Depending on your viewpoint it represents either a missed opportunity or a copper-fastening one of the core principles of the GAA, club first, county second.
That 136 voted for Option A sent out a loud and clear message that this particular Rubicon won’t be crossed in the immediate future, though, I suspect, it will re-surface in some guise again. That’s for another year, though.
And while those 52 delegates, who went for the nuclear Option C, will be disappointed at the decisive outcome, many of the boxes for change were most certainly ticked.
A Champions League-style group phase comprising three groups of four in three grades, Premier Senior, Senior A, Premier Intermediate and four groups of four in Intermediate A football, a reduction in the number of football teams from 52 to 48 and a straight one up, one down in relegation, will come into effect next season.

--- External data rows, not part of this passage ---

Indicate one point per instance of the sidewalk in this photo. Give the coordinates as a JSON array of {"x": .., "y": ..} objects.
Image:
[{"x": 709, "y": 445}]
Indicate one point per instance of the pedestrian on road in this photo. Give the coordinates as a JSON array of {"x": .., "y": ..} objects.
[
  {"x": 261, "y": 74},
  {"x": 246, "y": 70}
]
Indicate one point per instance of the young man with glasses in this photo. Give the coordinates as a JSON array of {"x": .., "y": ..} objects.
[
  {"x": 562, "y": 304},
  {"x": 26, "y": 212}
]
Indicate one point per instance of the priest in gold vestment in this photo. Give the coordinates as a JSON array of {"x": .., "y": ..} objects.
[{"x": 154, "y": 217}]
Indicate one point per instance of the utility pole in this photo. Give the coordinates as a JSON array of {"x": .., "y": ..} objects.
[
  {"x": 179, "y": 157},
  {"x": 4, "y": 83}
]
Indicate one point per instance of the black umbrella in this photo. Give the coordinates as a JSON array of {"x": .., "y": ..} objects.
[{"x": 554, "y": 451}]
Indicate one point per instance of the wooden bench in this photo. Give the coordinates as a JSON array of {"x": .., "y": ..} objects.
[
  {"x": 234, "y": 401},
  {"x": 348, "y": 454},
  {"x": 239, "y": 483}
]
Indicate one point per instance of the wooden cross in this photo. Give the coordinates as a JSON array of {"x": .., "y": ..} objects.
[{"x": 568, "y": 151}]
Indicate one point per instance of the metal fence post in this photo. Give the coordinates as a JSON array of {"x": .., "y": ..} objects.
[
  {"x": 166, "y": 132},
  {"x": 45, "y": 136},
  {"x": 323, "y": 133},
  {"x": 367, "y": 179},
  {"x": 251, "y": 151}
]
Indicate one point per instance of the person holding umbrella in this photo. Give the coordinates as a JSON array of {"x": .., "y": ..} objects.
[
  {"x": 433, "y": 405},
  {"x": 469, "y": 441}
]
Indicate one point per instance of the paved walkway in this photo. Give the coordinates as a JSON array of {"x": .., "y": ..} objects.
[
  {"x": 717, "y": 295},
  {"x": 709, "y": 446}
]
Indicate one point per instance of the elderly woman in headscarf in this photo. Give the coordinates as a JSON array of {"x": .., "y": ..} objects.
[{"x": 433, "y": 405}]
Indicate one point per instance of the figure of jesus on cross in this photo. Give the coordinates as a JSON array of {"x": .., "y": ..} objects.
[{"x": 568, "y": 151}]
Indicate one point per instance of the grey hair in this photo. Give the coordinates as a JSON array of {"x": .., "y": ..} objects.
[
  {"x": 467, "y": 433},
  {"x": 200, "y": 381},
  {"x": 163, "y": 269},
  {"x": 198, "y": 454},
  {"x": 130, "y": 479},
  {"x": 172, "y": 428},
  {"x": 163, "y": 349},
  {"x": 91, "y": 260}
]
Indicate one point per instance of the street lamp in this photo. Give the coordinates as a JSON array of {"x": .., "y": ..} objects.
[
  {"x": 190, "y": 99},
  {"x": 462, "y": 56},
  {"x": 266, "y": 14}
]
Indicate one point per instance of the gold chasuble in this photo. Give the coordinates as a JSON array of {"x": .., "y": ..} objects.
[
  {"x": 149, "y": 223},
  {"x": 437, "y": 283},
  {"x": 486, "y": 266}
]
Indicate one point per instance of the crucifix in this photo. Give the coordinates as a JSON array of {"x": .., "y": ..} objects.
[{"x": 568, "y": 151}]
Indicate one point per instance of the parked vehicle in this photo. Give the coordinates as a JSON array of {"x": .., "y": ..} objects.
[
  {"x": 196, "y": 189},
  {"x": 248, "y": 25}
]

It’s a phenomenal change to the way club players will approach 2020 even if the old problems of one game in April and two more in August (and probably late August, too) persist.
How everyone gets their collective heads around providing meaningful games in May, June and July for club players, who still make up 99% of the playing population, will be monitored with interest.
And, yet given the adventurous thinking-outside-the-box approach adopted by new CEO/Secretary Kevin O’Donovan and county chair Tracey Kennedy, it will surprise no one if they’re able to produce something novel to sustain club players’ interest.
One way would be to make the leagues more attractive in terms of worthwhile prizes with a possible link to the championship though that would have to be teased out very carefully.
That’s down the road, however. For the moment those clubs who’ve not cemented their current status across all the grades have reason to take this month even more seriously than usual.
The vote to determine the grading for 2020 was tight enough, 118 delegates opting for results back-dated to 2016 with 98 voting for this season’s results only.
Credit those in charge for going to what must have been the most draining of tasks in compiling tables on results over the past three years in senior football and senior hurling.
The formula adopted was 10 points for preliminary or round 1 win, five for a round 2 or relegation play-off, 20 for round 3 or 2A, 40 for quarter-finals, 80 for semi-finals and 120 for a county senior final win.
Their football findings make very interesting reading.
The placings are: 1 St Finbarr’s 475 points, 2 Nemo Rangers 430, 3 Carbery Rangers 410, 4 Ballincollig 245, 5 Castlehaven 140, 6 Valley Rovers 130, 7 Douglas 55, 8 Bishopstown 50, 9 Carrigaline 40, 10 Clonakilty 35, 11 Ilen Rovers 35, 12 Newcestown 35, 13 Kiskeam 15, 14 St Nick’s 15, 15 O’Donovan Rossa 15, 16 Clyda Rovers 10, 17 Dohenys 10, 18 Mallow 5, 19 Fermoy 0.
There’s a definite split in terms of the top six enjoying a distinct lead over another group of six, who, in turn, have an advantage over the remaining seven.
Only the leading dozen will form the new Premier Senior grade and those outside the cut-off point at the moment include long-established senior clubs like St Nick’s, O’Donovan Rossa and Dohenys.
And as luck would have it, Nicks meet Dohenys in Brinny tomorrow at 2pm which should have added spice to the encounter.
Later in Cloughduv at 6.15pm, the preliminary round tie between Rossas and Carrigaline carries extra weight for the west Cork club in particular, currently occupying 15th and ninth places respectively in the table.
This evening’s Carbery clash of Clonakilty and Newcestown in Dunmanway, also at 6.15pm, involves clubs in 10th and 12th, too close to the cut-off mark from both perspectives. Expect a right battle.